Light provides role-based access controls, entity-level scoping, and approval guardrails to protect your financial data. Single Sign-On (SSO) is available through Light's Auth0-based authentication layer and is configured in coordination with Light's team.
User Management
User management lives under Business partners > Users in the main sidebar navigation. This page has three tabs: Users, Groups, and Access roles.
Managing Users
The Users tab lists all users in your organization, showing their full name, email, roles, groups, and city. You can search and filter the list, customize which columns are shown via the Columns button, and create new users with + Create user.

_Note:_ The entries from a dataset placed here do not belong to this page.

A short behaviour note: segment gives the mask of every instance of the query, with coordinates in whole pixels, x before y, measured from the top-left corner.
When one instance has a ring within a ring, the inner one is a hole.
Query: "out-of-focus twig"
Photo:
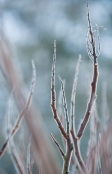
[[[33,77],[32,77],[32,84],[31,84],[31,90],[30,90],[30,94],[26,103],[25,108],[23,109],[23,111],[21,112],[21,114],[18,116],[17,121],[11,131],[11,133],[9,134],[6,142],[3,144],[1,150],[0,150],[0,158],[2,157],[2,155],[4,154],[9,141],[11,141],[14,137],[14,135],[16,134],[16,132],[18,131],[21,121],[24,117],[24,115],[26,114],[26,112],[28,111],[29,107],[30,107],[30,103],[31,103],[31,99],[32,99],[32,95],[33,95],[33,91],[34,91],[34,87],[35,87],[35,81],[36,81],[36,71],[35,71],[35,65],[34,62],[32,62],[32,67],[33,67]]]

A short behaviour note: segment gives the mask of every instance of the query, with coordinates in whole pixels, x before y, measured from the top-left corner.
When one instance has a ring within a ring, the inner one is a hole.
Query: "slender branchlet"
[[[65,119],[66,119],[66,127],[67,127],[67,134],[69,134],[69,116],[68,116],[68,108],[67,108],[67,101],[66,101],[66,95],[64,90],[64,82],[59,76],[59,80],[61,82],[61,89],[62,89],[62,95],[63,95],[63,105],[64,105],[64,111],[65,111]]]
[[[29,138],[29,143],[27,147],[27,160],[26,160],[26,171],[27,174],[31,174],[31,155],[30,155],[30,150],[31,150],[31,137]]]
[[[71,138],[70,138],[70,132],[69,132],[69,119],[68,119],[68,111],[67,111],[67,105],[66,103],[66,97],[65,97],[65,92],[64,92],[64,85],[63,82],[62,84],[62,92],[63,92],[63,100],[64,100],[64,109],[65,109],[65,117],[66,117],[66,123],[67,123],[67,131],[65,130],[64,126],[62,125],[62,122],[60,121],[60,118],[57,113],[57,108],[56,108],[56,92],[55,92],[55,62],[56,62],[56,41],[54,41],[54,55],[53,55],[53,64],[52,64],[52,79],[51,79],[51,108],[53,111],[54,119],[60,129],[61,134],[66,140],[67,147],[66,147],[66,154],[61,150],[61,147],[59,146],[58,142],[54,139],[54,137],[51,134],[51,137],[55,144],[57,145],[59,151],[61,152],[62,156],[64,157],[64,165],[63,165],[63,174],[68,174],[69,173],[69,167],[70,167],[70,161],[71,161],[71,155],[72,155],[72,150],[73,146],[71,143]]]
[[[51,108],[54,115],[54,119],[58,124],[58,127],[65,139],[67,139],[67,133],[59,119],[57,108],[56,108],[56,92],[55,92],[55,62],[56,62],[56,41],[54,41],[54,55],[52,64],[52,79],[51,79]]]
[[[98,63],[97,63],[98,56],[96,54],[95,37],[94,37],[94,33],[92,31],[88,5],[87,5],[87,9],[88,9],[88,30],[89,30],[88,33],[89,33],[89,37],[90,37],[90,44],[92,47],[92,53],[90,53],[90,55],[93,57],[93,60],[94,60],[94,73],[93,73],[93,80],[91,83],[91,95],[90,95],[89,103],[87,105],[87,110],[86,110],[84,119],[83,119],[83,121],[79,127],[78,133],[77,133],[78,139],[80,139],[83,135],[83,132],[86,128],[86,125],[88,123],[88,120],[89,120],[89,117],[91,114],[93,104],[96,100],[96,89],[97,89],[97,79],[98,79]]]
[[[50,134],[52,140],[54,141],[54,143],[56,144],[56,146],[58,147],[58,150],[60,151],[61,155],[63,158],[65,158],[65,154],[62,150],[62,148],[60,147],[59,143],[56,141],[56,139],[54,138],[54,136],[52,134]]]
[[[81,61],[81,55],[79,55],[79,59],[76,66],[76,73],[74,77],[74,83],[72,88],[72,95],[71,95],[71,106],[70,106],[70,115],[71,115],[71,129],[74,129],[75,131],[75,124],[74,124],[74,117],[75,117],[75,96],[76,96],[76,88],[77,88],[77,81],[78,81],[78,75],[79,75],[79,65]]]
[[[60,89],[59,96],[58,96],[58,114],[59,114],[61,123],[63,125],[65,125],[65,117],[64,117],[64,113],[63,113],[63,94],[62,94],[62,89]],[[61,138],[62,138],[62,143],[63,143],[64,149],[65,149],[66,148],[66,139],[63,138],[63,135],[61,136]]]
[[[7,119],[5,122],[6,136],[8,136],[10,134],[10,131],[12,130],[11,115],[12,115],[12,94],[9,99],[8,110],[7,110],[7,114],[6,114],[6,116],[7,116]],[[15,143],[13,140],[11,142],[9,142],[8,150],[11,155],[12,162],[15,166],[15,169],[17,170],[17,173],[19,172],[20,174],[26,174],[26,171],[25,171],[25,168],[23,165],[23,161],[21,160],[20,155],[19,155],[18,151],[16,150],[16,146],[15,146]]]
[[[9,134],[6,142],[3,144],[2,148],[0,149],[0,158],[4,154],[6,148],[9,144],[9,141],[11,141],[13,139],[14,135],[18,131],[18,129],[20,127],[20,124],[21,124],[21,121],[22,121],[24,115],[26,114],[26,112],[28,111],[28,109],[30,107],[30,103],[31,103],[31,99],[32,99],[32,95],[33,95],[34,87],[35,87],[35,81],[36,81],[36,68],[35,68],[35,64],[34,64],[33,61],[32,61],[32,68],[33,68],[32,83],[31,83],[31,89],[30,89],[29,97],[28,97],[28,100],[26,102],[26,106],[23,109],[23,111],[20,113],[20,115],[18,116],[17,121],[16,121],[11,133]]]
[[[72,135],[72,139],[73,139],[73,143],[74,143],[75,156],[77,158],[79,166],[83,169],[83,171],[85,173],[87,173],[85,164],[84,164],[83,159],[81,157],[80,148],[79,148],[79,141],[77,139],[76,132],[75,132],[75,129],[74,129],[75,95],[76,95],[76,88],[77,88],[80,61],[81,61],[81,55],[79,56],[79,59],[78,59],[78,62],[77,62],[76,73],[75,73],[75,78],[74,78],[74,83],[73,83],[73,88],[72,88],[72,95],[71,95],[71,130],[70,131],[71,131],[71,135]]]

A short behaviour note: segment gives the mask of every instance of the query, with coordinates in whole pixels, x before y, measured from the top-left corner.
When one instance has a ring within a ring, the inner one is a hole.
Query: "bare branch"
[[[60,147],[59,143],[56,141],[56,139],[54,138],[54,136],[52,134],[50,134],[50,136],[51,136],[52,140],[54,141],[54,143],[56,144],[56,146],[58,147],[58,150],[60,151],[62,157],[64,158],[65,155],[64,155],[64,152],[63,152],[62,148]]]
[[[71,129],[74,129],[74,116],[75,116],[75,96],[76,96],[76,88],[77,88],[77,81],[79,75],[79,65],[81,61],[81,55],[79,55],[79,59],[76,66],[76,73],[74,77],[74,83],[72,88],[72,95],[71,95]],[[75,131],[75,129],[74,129]]]
[[[87,8],[88,8],[88,5],[87,5]],[[91,46],[92,46],[93,58],[94,58],[94,74],[93,74],[93,81],[91,83],[91,95],[90,95],[89,103],[87,106],[87,110],[77,133],[78,139],[80,139],[83,135],[83,132],[86,128],[86,125],[88,123],[88,120],[91,114],[94,101],[96,100],[96,89],[97,89],[97,78],[98,78],[98,63],[97,63],[97,55],[96,55],[96,49],[95,49],[95,38],[94,38],[94,34],[91,27],[89,8],[88,8],[88,23],[89,23],[89,34],[91,37]]]
[[[30,107],[30,103],[31,103],[31,99],[32,99],[32,95],[33,95],[33,91],[34,91],[34,87],[35,87],[35,81],[36,81],[36,68],[34,65],[34,62],[32,61],[32,68],[33,68],[33,76],[32,76],[32,83],[31,83],[31,90],[30,90],[30,94],[26,103],[25,108],[23,109],[23,111],[21,112],[21,114],[18,116],[17,121],[12,129],[12,132],[10,133],[9,137],[7,138],[6,142],[3,144],[1,150],[0,150],[0,158],[2,157],[2,155],[4,154],[9,141],[11,141],[14,137],[14,135],[16,134],[16,132],[18,131],[21,121],[24,117],[24,115],[26,114],[26,112],[28,111],[29,107]]]
[[[65,118],[66,118],[66,127],[67,127],[67,134],[69,134],[69,116],[68,116],[68,109],[67,109],[67,102],[66,102],[66,96],[65,96],[65,90],[64,90],[64,82],[59,76],[59,80],[61,82],[61,89],[63,94],[63,105],[64,105],[64,111],[65,111]]]
[[[54,41],[54,55],[53,55],[53,64],[52,64],[52,79],[51,79],[51,108],[54,115],[54,119],[58,124],[58,127],[63,135],[63,137],[67,138],[67,133],[59,119],[57,108],[56,108],[56,92],[55,92],[55,62],[56,62],[56,41]]]

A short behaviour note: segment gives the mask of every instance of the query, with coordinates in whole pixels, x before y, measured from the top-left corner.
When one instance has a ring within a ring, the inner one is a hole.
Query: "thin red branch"
[[[88,8],[88,5],[87,5]],[[97,79],[98,79],[98,63],[97,63],[97,55],[96,55],[96,49],[95,49],[95,37],[94,37],[94,33],[92,31],[92,26],[91,26],[91,21],[90,21],[90,16],[89,16],[89,8],[88,8],[88,23],[89,23],[89,34],[91,37],[91,46],[92,46],[92,50],[93,50],[93,54],[91,56],[93,56],[94,59],[94,73],[93,73],[93,80],[91,83],[91,95],[90,95],[90,100],[89,103],[87,105],[87,110],[84,116],[84,119],[79,127],[78,133],[77,133],[77,137],[78,139],[80,139],[83,135],[83,132],[86,128],[86,125],[88,123],[90,114],[91,114],[91,110],[93,107],[93,104],[96,100],[96,89],[97,89]]]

Clicking on a user opens their detail form, where an admin can view or edit:
- First name and Last name
- Address, Country, State, City, and Zip / postcode
- Phone number
- Entity — the legal entity (company) the user belongs to, selected from a dropdown.
- Communication channel — how the user receives notifications (e.g., Slack).
- Access role — one or more roles assigned to the user, selected from a multi-select dropdown.
- Manager — the user's direct manager, used for approval routing.
- Groups — any groups the user belongs to.
Users can be archived from this form using the Archive button.
Access Roles
Each user is assigned one or more access roles that determine what they can see and do across the platform. Light includes the following predefined roles:
- Admin — Full system access, including settings, user management, and all modules.
- Controller — Broad access to financial oversight, reporting, and reconciliation.
- AP clerk — Manages accounts payable tasks such as processing and viewing bills.
- AP preparation — Prepares accounts payable records for review and posting.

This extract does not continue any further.